Recitation 3 latex source
This file is provided to help students create crib sheets
in latex if they wish. Some formatting was removed for clarity.
It is missing some macros, but you can figure out what they are
by looking at the pdf image. It is not a working latex file.
\chapter{Recitation 03: CFLs, TMs, T-recognizability, Decidability}
In today's recitation, we will review some things about CFLs and gain more
practice working with Turing Machines. First we will review closure properties for CFLs and do an example problem with the pumping lemma for CFLs, then we'll review the TM variants that
we saw in class this week and finally we'll work through a few examples for showing
that a language is Turing-decidable. We will also learn about closure properties
for Turing recognizable and decidable languages.

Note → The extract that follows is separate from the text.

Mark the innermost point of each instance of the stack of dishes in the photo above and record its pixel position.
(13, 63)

\section{Context Free Languages (CFLs)}
We saw in class that a CFL is a language generated by a CFG (context free grammar) or a language recognized by a PDA (push down automata).
\begin{theorem}
(CFL Closure Properties) Let $A$ and $B$ be CFLs. Then $A \cup B$, $A \circ B$ and $A^*$ are CFLs
(closure under $\cup$, $\circ$, and $*$).
\end{theorem}
\begin{proof}
Let $A$ and $B$ be recognized by PDAs $P_A$ and $P_B$ or generated by grammars with start state $G_A$ and $G_B$, respectively.
\begin{itemize}
\item For $\cup$, we can use the non-determinism of a PDA to guess which language the input is from and run $P_A$ or $P_B$ on the input. Or using CFGs, we can construct a grammar with an initial rule $S \rightarrow G_A | G_B$.
\item For $\circ$, we can non-deterministically guess where to split the string and run $P_A$ on the first portion and $P_B$ on the second portion and accept if both accept. Or using CFGs, construct a grammar with $S \rightarrow G_A G_B$.
\item For $*$, we can non-deterministically guess where the string is split up and run $P_A$ on each segment. Or using CFGs, make $S \rightarrow SG_A | \varepsilon$.
\end{itemize}
\end{proof}
Note that CFLs are not closed under $\cap$ or complement, as you will prove in Pset 2 problem 1b. One helpful fact, however, is that a CFL $\cap$ a regular language is still a CFL.
Next, lets look at an example problem of using the pumping lemma for CFLs. First, recall the pumping lemma for CFLs.
\begin{theorem}
(Pumping Lemma for CFLs) If $A$ is a CFL, then there exists a pumping length $p$ such that $\forall s \in A$ where $|s| \geq p$, then $\exists u,v,x,y,z$ such that $s = uvxyz$ and
\begin{enumerate}
\item $uv^ixy^iz \in A \;\;\forall i \geq 0$
\item $|vy|$ > 0
\item $|vxy| \leq p$
\end{enumerate}
\end{theorem}
Now lets apply it with a proof by contradiction.
\begin{example}
Show that $A = \{ a^i b^j c^k | i > j > k \}$ is not a CFL.
\end{example}
\begin{proof}
Suppose that $A$ is a CFL. Then the pumping lemma applies and there exists a pumping length $p$. Take the string $s = a^{p+2}b^{p+1}c^p$. Clearly, $s \in A$ and $|s| = 3p + 3 \geq p$.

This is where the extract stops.